DIAGNOSTIC APPROACH FOR SHORT STATURE
- Birthweight and length will identify intrauterine growth retardation.
- Perinatal complication – hypoglycemia, micropenis are suggestive of GH deficiency.
- Any signs of chronic disease (dyspnea, diarrhea, blood in stools, joint pain, recurrent respiratory tract infection)
- Weight gain → Cushing syndrome
- Fatigue, constipation, dry skin → Hypothyroidism
- Multiple systemic congenital abnormalities → Genetic syndromes
- Parental height
- Social history
- Dietary history
- Chronic steroid treatment
- Growth data: Examination of a child’s height over years can provide important clue.
- Growth velocity: Serial measurements plotted on a growth chart can give us an idea about the growth velocity if it’s normal or slow.
- Target height: We can calculate as follows:
GIRLS - [(height of mother & height of father)/ 2] - 6.5 cm
BOYS – [(mothers height & fathers height)/ 2] + 6.5 cm
- A short stature child who is growing close to his target height percentile is likely to have familial short stature.
PHYSICAL EXAMINATION – weight and height
- General physical examination for all the systems to detect any chronic diseases can cause short stature and growth fallen, or multiple systemic dysmorphic feature suggest genetic syndromes.
- Pubertal examination and pubertal stage – pubertal delay is a key for constitutional delay or endocrine disease (hypopituitarism)
BONE AGE: (LEFT HAND AND WRIST XRAY) – bone age delay is constitutional short stature and endocrine disease with short stature.
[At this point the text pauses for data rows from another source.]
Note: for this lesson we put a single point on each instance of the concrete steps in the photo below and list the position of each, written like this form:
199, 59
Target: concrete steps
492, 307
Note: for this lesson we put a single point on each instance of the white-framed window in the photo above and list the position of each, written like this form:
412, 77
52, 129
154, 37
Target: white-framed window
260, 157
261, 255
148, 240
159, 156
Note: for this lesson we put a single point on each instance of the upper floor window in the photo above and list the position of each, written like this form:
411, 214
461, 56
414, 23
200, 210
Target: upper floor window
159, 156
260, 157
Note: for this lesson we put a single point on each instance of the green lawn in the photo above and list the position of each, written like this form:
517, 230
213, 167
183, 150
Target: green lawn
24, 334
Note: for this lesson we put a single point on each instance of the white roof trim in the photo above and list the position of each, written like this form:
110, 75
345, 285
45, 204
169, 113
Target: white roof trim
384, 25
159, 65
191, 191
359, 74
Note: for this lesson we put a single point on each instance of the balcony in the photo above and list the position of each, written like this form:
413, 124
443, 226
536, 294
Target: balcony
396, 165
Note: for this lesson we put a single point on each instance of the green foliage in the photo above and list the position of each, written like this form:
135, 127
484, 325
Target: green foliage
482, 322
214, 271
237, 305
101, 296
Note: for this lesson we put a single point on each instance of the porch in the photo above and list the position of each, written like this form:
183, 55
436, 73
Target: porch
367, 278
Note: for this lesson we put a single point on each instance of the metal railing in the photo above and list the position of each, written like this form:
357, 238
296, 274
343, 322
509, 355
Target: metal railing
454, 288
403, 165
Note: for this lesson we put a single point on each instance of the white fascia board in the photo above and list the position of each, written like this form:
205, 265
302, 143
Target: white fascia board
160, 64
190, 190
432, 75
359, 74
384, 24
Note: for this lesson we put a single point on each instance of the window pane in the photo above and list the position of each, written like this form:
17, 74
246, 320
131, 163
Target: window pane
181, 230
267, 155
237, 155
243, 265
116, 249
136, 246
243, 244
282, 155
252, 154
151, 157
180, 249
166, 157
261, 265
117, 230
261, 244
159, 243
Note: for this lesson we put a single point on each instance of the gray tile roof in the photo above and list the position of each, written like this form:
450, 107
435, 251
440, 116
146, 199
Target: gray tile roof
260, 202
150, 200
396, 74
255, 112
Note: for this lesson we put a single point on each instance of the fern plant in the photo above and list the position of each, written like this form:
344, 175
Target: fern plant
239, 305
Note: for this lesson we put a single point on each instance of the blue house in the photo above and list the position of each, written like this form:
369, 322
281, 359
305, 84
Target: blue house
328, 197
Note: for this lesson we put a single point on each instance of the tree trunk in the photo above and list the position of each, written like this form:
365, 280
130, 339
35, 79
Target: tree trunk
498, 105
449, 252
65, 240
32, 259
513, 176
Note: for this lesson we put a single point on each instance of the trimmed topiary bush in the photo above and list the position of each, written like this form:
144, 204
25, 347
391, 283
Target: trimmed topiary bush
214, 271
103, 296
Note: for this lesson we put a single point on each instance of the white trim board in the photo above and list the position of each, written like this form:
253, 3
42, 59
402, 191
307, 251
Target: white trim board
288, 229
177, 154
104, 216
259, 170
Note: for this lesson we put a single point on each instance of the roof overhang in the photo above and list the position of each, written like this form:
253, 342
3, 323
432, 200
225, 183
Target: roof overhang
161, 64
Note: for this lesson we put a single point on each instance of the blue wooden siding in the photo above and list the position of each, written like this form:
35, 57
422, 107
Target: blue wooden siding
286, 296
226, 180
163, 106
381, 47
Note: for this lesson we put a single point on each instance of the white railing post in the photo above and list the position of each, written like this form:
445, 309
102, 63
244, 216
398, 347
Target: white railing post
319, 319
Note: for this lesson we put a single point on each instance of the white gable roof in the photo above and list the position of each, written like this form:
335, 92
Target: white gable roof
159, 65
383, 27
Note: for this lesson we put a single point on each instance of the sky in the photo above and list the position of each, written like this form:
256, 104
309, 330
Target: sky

LABORATORY EVALUATION - If needed according to history and physical examination
- CBC, ESR – urine analysis, liver, kidney function for chronic disease, sweat chloride testing
- GH stimulation test, IGF1, IGFBP-3
- FT4, TSH, ASTH, urine, serum cortisol, dexamethasone suppression test
- MRI for pituitary disease
- Karyotype for genetic syndromes
- It depends on the etiology of the short stature.
- Hormone replacement – surgical treatment for brain or adrenal tumor.
GH replacement is used to treat growth hormone deficiency for children whose epiphyses are not yet fused. GH replacement cause significant increase in growth velocity (10-11) and during first year of treatment.